Every churchgoer in our day ought to read this sermon.
Aside to Uriel1975: I think that this is the kind of thread which professing Christians ought to be reading in our day. Colonial Americans discovered from the Spirit Who attended Edwards's preaching that they were not Christians after all. In our own day, American churchgoers need to wake up to the same awful reality.
Nowadays, people think that sermons like this one are contrary to faith--whereas they are actually the key to faith.
Easy-believism is the wide doorway to destruction. And it is rampant in our day.
Thanks for making it available again. It is so jarring in today's world when the Biblical "God is Love" has been replaced by the secular "God is Nice" (and its converse, "Nice is therefore God"), but then to the extent we have societally strayed from God's plan, jarring is good.
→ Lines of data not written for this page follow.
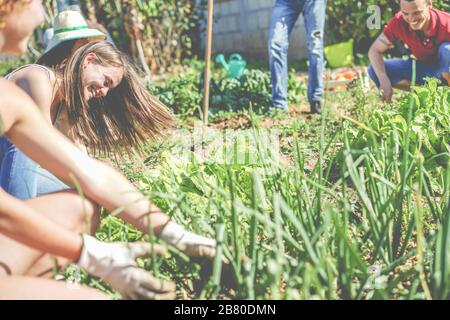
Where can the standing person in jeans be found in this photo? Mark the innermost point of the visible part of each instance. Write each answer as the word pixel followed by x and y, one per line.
pixel 284 16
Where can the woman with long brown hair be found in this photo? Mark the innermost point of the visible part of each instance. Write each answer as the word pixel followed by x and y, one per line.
pixel 92 94
pixel 49 225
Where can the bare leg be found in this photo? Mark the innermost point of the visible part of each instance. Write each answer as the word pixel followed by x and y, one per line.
pixel 65 208
pixel 27 288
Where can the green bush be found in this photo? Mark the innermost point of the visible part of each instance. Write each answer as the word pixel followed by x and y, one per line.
pixel 184 94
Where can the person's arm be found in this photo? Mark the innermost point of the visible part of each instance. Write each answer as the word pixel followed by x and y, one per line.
pixel 17 219
pixel 37 83
pixel 376 52
pixel 26 128
pixel 113 262
pixel 56 153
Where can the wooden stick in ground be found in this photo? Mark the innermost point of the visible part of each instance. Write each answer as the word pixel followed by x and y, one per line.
pixel 208 61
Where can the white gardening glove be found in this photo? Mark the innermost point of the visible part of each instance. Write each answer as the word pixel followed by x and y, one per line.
pixel 187 242
pixel 115 263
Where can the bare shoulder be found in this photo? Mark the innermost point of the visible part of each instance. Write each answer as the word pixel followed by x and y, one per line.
pixel 34 76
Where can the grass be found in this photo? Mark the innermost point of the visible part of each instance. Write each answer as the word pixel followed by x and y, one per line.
pixel 346 210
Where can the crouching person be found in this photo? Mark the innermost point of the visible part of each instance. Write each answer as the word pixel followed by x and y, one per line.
pixel 426 32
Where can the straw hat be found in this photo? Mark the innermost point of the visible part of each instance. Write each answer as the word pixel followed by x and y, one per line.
pixel 70 25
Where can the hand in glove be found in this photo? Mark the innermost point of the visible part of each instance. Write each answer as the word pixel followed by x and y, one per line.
pixel 115 263
pixel 188 242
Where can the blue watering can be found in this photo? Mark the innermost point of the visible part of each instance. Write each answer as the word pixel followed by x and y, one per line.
pixel 235 66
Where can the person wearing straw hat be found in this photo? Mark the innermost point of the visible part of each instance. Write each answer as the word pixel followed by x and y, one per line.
pixel 24 126
pixel 34 225
pixel 70 25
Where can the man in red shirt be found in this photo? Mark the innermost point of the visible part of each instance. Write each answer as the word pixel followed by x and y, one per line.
pixel 426 32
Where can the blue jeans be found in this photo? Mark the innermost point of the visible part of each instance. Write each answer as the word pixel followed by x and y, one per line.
pixel 23 178
pixel 399 69
pixel 284 15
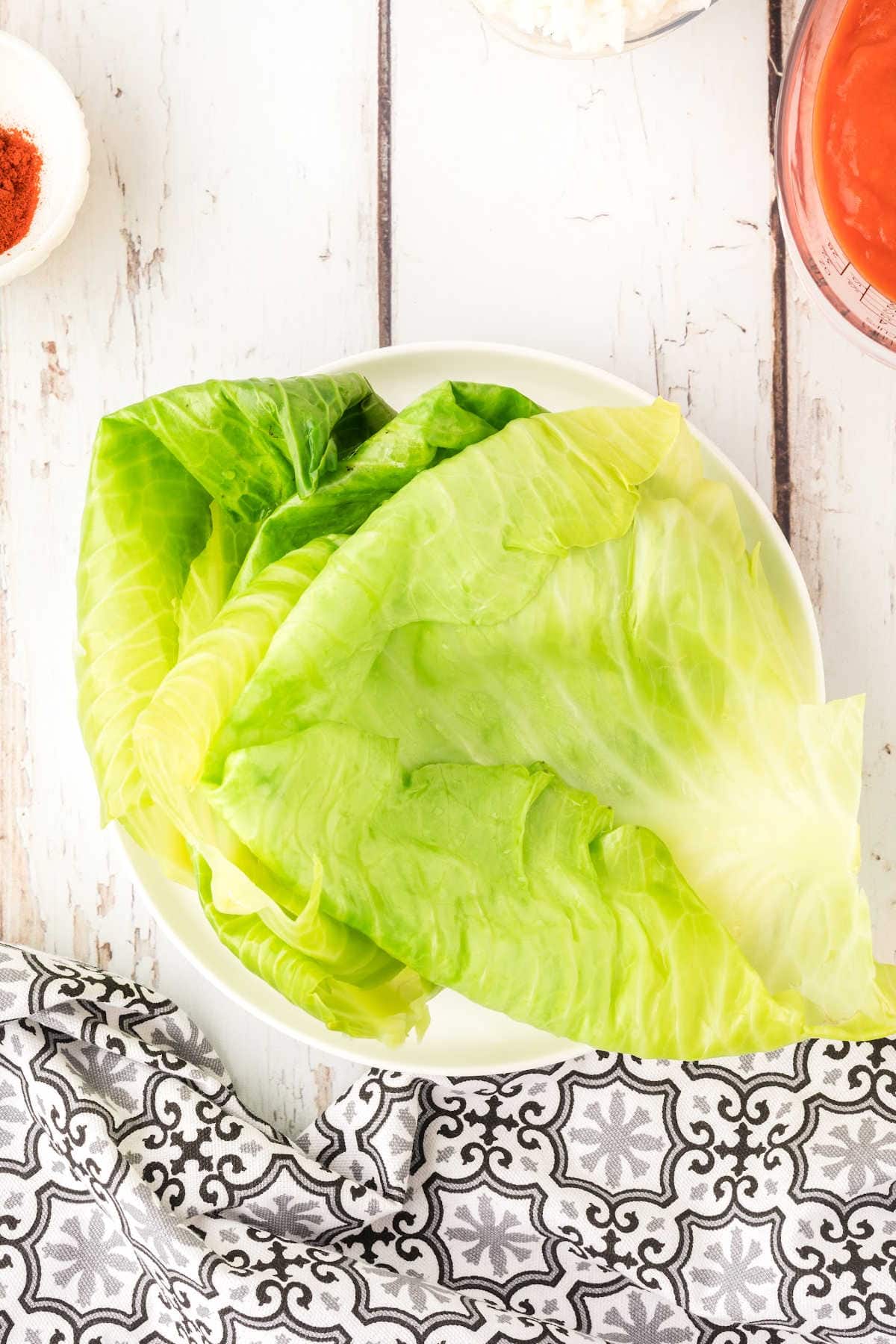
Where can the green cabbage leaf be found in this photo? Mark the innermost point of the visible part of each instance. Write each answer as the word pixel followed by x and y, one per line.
pixel 473 697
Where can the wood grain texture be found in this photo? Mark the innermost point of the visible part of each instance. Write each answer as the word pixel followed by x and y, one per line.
pixel 270 195
pixel 613 210
pixel 842 508
pixel 230 228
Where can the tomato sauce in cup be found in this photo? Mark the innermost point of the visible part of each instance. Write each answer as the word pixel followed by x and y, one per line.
pixel 855 139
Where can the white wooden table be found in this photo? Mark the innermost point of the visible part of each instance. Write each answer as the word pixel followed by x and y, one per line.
pixel 281 183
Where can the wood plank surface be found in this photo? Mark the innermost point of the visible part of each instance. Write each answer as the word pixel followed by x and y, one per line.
pixel 270 195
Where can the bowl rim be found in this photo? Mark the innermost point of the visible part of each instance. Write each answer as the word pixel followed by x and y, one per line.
pixel 824 299
pixel 20 262
pixel 539 46
pixel 137 862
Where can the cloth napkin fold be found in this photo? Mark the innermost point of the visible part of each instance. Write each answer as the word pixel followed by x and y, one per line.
pixel 606 1199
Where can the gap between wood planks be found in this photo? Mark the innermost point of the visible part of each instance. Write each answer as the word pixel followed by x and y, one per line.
pixel 385 171
pixel 780 391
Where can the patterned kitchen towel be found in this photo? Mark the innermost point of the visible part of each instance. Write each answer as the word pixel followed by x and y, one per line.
pixel 741 1201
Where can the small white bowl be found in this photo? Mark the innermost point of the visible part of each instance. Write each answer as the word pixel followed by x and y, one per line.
pixel 35 99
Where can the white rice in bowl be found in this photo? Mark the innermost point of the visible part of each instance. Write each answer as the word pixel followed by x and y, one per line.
pixel 590 25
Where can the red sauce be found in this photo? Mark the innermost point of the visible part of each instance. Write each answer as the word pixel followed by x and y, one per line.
pixel 855 139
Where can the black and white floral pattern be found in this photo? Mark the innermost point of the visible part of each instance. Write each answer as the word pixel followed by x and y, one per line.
pixel 741 1201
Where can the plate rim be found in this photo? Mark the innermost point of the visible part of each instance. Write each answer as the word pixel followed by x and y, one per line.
pixel 343 1046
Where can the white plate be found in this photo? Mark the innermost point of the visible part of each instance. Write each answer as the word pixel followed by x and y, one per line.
pixel 465 1039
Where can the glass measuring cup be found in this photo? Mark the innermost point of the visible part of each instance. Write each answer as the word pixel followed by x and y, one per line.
pixel 827 273
pixel 671 19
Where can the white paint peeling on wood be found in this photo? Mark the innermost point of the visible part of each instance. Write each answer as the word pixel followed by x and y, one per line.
pixel 613 210
pixel 617 211
pixel 228 230
pixel 842 449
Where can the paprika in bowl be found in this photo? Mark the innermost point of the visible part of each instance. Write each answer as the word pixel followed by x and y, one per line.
pixel 43 158
pixel 836 166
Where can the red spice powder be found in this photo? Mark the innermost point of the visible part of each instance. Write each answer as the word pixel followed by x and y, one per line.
pixel 20 164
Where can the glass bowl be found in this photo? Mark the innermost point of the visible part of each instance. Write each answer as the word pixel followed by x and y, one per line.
pixel 832 282
pixel 547 47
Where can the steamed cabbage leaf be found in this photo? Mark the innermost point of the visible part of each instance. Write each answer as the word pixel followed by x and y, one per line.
pixel 573 591
pixel 173 618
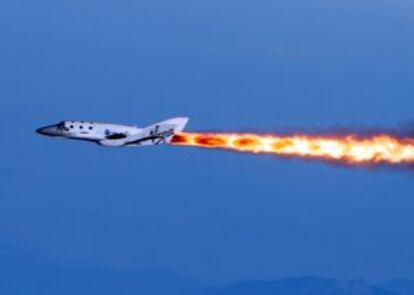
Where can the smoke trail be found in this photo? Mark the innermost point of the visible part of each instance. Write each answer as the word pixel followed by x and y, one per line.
pixel 381 148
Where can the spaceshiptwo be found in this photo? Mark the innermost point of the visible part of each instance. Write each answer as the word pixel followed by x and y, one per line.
pixel 114 135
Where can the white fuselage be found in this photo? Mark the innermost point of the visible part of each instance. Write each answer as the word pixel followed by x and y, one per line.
pixel 116 135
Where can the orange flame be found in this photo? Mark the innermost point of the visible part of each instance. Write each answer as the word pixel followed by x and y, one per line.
pixel 351 149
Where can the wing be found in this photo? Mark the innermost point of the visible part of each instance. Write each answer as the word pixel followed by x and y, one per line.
pixel 158 133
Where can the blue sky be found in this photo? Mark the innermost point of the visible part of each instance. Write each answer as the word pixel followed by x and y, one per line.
pixel 229 65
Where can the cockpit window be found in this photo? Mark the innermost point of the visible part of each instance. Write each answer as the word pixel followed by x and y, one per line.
pixel 62 126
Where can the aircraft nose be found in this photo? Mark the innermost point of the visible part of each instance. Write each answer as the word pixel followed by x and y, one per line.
pixel 48 131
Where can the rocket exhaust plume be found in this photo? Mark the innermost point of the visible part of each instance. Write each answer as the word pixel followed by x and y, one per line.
pixel 355 149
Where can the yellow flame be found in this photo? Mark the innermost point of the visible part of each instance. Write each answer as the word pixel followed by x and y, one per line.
pixel 353 149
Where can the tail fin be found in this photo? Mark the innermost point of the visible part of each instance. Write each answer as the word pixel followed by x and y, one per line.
pixel 161 132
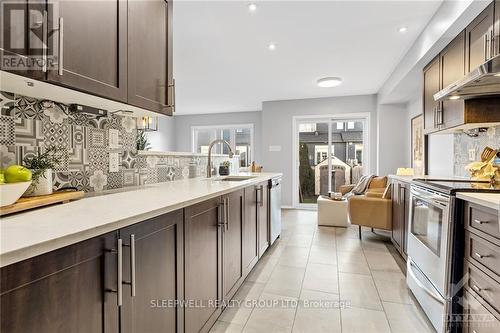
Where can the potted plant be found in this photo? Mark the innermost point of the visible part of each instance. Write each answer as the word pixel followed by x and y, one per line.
pixel 41 166
pixel 224 168
pixel 142 141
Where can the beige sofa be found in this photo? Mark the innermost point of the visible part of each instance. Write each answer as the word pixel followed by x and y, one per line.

I think the shiniest silver lining in this whole business is the fact that it provides us as a nation the opportunity to return to God, repent of our sins, and seek his face and his blessing. (That--the blessing of God--is what will make us victorious in the undertaking we are preparing; not the number or the technology of our weapons.)
I think it's important that we take the opportunity that is offered. If we do not, God is faced with a binary choice. He can either give us another opportunity...[gulp]...or not. [Bigger gulp.]
What I have seen on TV this past week is heartening, but not sufficient.
What, precisely, does the word "easy-believism" mean? I've seen the phrase thrown around, but never seen it defined.